Salmão pula para pegar ração jogada por trabalhador chileno em tanque no porto de Chacabuco, 1,8 mil km ao sul de Santiago - Carlos Barria/Reuters
Salmão pula para pegar ração jogada por trabalhador chileno em tanque no porto de Chacabuco, 1,8 mil km ao sul de Santiago Imagem: Carlos Barria/Reuters

Rodrigo Bertolloto

De Ecoa, em São Paulo

24/10/2020 04h00

A próxima vez que achar uma oferta do tipo "Rodízio de sushi a R$ 60" desconfie que há algo errado. E o problema tem um longo caminho. A culinária pode ser japonesa, mas o peixe vem do Chile a um custo ecológico bem mais salgado que o preço do quitute.

O salmão é criado em gaiolas que estão deteriorando a costa chilena e os ecossistemas patagônicos: os resíduos, o excesso de ração e os químicos usados nas "salmoneras" estão transformando uma extraordinária fauna e flora oceânicas em desertos submarinos. Além disso, os salmões escapam dessas redomas, sobem os rios e acabam com as espécies de água doce.

"Não existem salmões silvestres no hemisfério sul, todos foram introduzidos e são considerados uma espécie invasora. Eles são muito carnívoros. Milhões deles fogem do cativeiro, acabam com os peixes nativos do Chile, devorando-os ou competindo por alimento com eles. Tem rio aqui que já não tem outro peixe que não seja salmão", relata Alex Muñoz, advogado ambientalista que está à frente da luta pela preservação oceânica na América Latina com a criação de reservas marinhas, incluindo algumas no litoral sul chileno.
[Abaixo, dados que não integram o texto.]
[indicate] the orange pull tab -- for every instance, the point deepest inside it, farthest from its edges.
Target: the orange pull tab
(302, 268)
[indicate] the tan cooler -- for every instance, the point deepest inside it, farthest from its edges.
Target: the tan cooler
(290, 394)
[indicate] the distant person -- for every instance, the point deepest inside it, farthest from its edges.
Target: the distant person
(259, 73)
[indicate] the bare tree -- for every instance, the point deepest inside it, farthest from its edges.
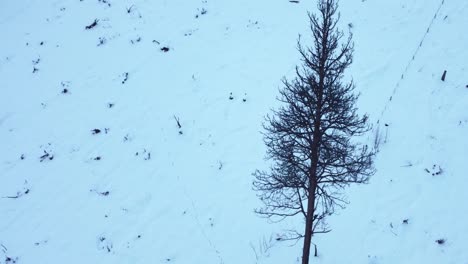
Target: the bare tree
(312, 139)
As fazendas de salmão surgiram nos anos 1980 no Chile, e hoje o país sul-americano é segundo maior produtor mundial desse pescado (800 mil toneladas anuais), só superado pela Noruega, país em que a técnica surgiu e que se estabeleceu como principal investidor nas gaiolas espalhadas pela Patagônia, que possui fiordes e águas geladas similares ao mar escandinavo.

"É enorme a quantidade de contaminação que se lança ao mar. Ela cobre corais, algas, crustáceos, estrelas-do-mar deixando um deserto embaixo d'água. São montanhas de resíduos, que degradam todo o entorno", relata o ambientalista chileno.
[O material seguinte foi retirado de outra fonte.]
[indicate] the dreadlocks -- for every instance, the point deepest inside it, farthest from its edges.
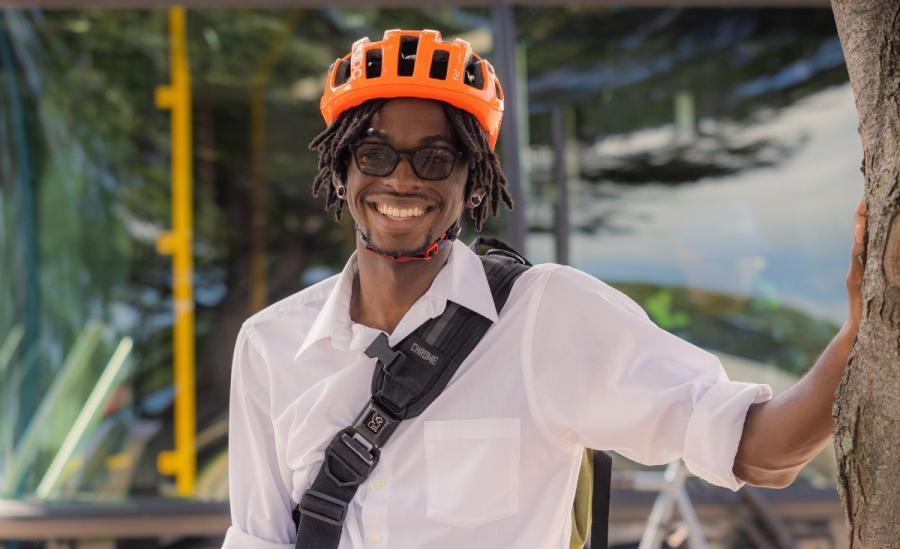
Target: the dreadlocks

Trabalhadores chilenos processam salmão em fábrica de Puerto Ibanez, (CH) - Ivan Alvarado/Reuters - Ivan Alvarado/Reuters
Trabalhadores chilenos processam salmão em fábrica de Puerto Ibanez, (CH)
Imagem: Ivan Alvarado/Reuters

A isso se soma a ração com antibióticos e corantes jogados nesses criadouros para garantir a produção da carne alaranjada (o peixe silvestre tem essa cor por se alimentar muito de camarões). "As consequências catastróficas da salmonicultura são ambientais, sanitárias e sociais também. Ela causa uma migração para a região, mas os empregos são precários, e essa população fica dependente do sobe e desce dessa indústria", completa Muñoz.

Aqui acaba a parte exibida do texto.